Selamat malam mawar, selamat malam para daun bergoyang, selamat malam kepada sekumpulan semut kayu yang sedang mengadakan ritual. Aroma getah damar bercampur kemenyan, menelusup alun menambah sendu mataku.
Selamat malam kepada kalian yang mengaku mencintai hutan seperti istri keduamu, kita biasa berdusta, bahkan terbiasa menjadikanya rutinitas pengganti doa. Entah siapa sebenarnya kita.
Truk pengangkut kayu hilir-mudik di dalam mataku, pembakaran hutan hampir-hampir memusnahkan uban di kepala, longsor dan banjir bandang yang kemarin terjadi menerjang akal sehat dan isi otak kananku.
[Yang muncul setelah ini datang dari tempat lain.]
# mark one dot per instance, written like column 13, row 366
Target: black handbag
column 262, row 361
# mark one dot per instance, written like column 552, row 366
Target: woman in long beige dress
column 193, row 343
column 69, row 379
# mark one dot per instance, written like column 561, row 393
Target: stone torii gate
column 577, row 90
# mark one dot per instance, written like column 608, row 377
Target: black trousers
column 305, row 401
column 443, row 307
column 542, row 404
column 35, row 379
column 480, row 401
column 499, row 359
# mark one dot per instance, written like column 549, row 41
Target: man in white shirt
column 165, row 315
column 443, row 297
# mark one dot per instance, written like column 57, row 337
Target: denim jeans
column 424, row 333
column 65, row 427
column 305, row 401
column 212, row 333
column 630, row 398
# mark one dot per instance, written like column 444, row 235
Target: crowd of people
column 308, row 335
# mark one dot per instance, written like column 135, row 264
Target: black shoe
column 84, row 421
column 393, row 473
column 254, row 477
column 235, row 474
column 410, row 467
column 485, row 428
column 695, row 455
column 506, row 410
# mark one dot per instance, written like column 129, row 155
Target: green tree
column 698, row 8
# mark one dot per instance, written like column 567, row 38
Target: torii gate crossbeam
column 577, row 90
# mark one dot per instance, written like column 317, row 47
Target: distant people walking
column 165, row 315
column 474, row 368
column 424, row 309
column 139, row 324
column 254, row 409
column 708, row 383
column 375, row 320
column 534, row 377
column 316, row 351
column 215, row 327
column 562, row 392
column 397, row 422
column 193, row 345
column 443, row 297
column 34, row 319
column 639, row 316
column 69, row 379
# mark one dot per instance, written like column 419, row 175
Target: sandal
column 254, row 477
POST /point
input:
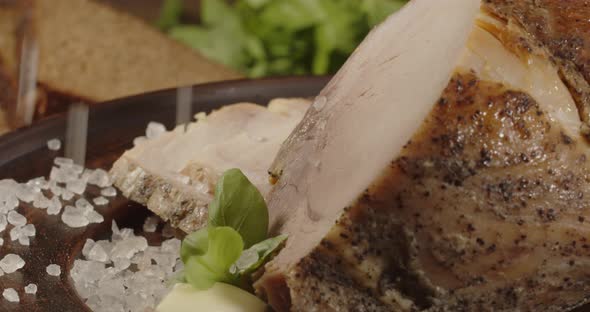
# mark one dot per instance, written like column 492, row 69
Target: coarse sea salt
column 54, row 144
column 108, row 192
column 100, row 201
column 53, row 270
column 154, row 130
column 31, row 289
column 132, row 277
column 74, row 217
column 11, row 263
column 11, row 295
column 16, row 218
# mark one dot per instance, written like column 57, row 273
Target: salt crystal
column 11, row 295
column 97, row 253
column 76, row 169
column 121, row 263
column 54, row 207
column 15, row 233
column 55, row 189
column 109, row 192
column 100, row 201
column 16, row 218
column 3, row 223
column 137, row 141
column 54, row 144
column 25, row 241
column 151, row 224
column 31, row 289
column 99, row 178
column 115, row 228
column 60, row 161
column 83, row 204
column 94, row 217
column 29, row 230
column 74, row 217
column 58, row 175
column 67, row 194
column 87, row 247
column 154, row 130
column 26, row 193
column 76, row 186
column 53, row 270
column 39, row 182
column 128, row 247
column 41, row 201
column 11, row 263
column 121, row 286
Kau bayangkan betapa sakitnya itu. Hutan sepi tanpa kunang-kunang menerangi bola mata, hanya guguran tanah humus bercampur sisa material tambang sesekali menyembur dari mulutku.
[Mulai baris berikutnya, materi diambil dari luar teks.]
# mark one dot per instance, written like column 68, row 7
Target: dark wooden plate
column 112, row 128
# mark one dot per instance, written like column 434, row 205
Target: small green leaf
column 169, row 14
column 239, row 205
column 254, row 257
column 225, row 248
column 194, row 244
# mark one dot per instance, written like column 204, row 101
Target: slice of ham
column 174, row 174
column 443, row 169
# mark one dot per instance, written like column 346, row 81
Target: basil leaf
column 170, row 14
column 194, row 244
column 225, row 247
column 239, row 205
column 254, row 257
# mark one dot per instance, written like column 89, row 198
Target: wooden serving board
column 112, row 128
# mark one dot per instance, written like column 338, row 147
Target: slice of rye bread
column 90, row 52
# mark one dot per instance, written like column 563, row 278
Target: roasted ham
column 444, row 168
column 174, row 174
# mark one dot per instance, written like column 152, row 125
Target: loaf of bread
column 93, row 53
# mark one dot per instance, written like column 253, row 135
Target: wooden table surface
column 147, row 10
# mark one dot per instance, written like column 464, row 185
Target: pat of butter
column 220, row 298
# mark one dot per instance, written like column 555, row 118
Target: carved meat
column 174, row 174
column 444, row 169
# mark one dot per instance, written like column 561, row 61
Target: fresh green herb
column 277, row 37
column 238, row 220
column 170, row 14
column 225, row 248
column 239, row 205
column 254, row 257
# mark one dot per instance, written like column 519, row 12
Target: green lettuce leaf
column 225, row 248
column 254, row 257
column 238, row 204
Kepalaku sakit sebelah, gelondongan kayu bernilai rupiah menggedor meminta jatah. Kepalaku hanya sebuah. Menampung keluh kesah para primata yang menjerit kehilangan tumpah darah.
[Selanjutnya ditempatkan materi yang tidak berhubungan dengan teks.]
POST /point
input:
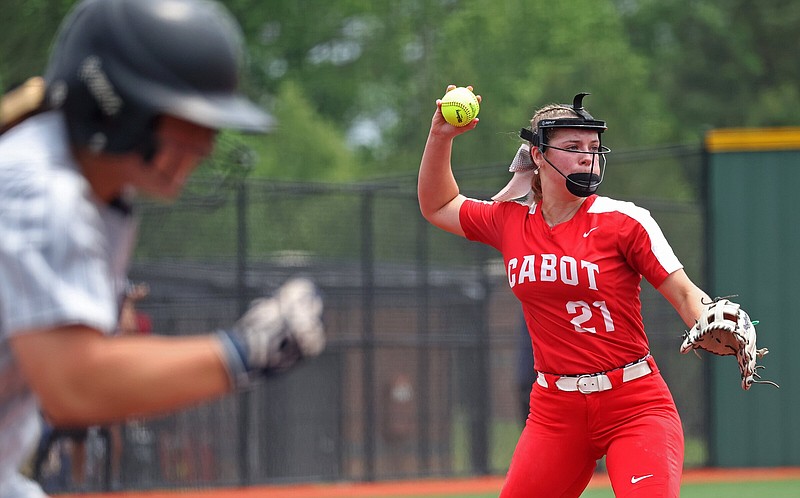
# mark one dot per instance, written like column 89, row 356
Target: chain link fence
column 420, row 377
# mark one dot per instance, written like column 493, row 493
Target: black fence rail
column 420, row 377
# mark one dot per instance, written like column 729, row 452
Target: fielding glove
column 275, row 333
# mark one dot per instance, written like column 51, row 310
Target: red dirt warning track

Bayangkan oleh kalian yang sering berpidato tentang hutan rimba. Aku sakit, sekarat, dengan isi kepala berisi kutukan dan sumpah serapah serangga hingga puluhan jenis mamalia.
Hutan ini
Sepi
Hampir mati
Siapa peduli jika isi kepalaku adalah bunyi-bunyi tangis anak ular, siamang, macan akar, yang kehilangan masa depan.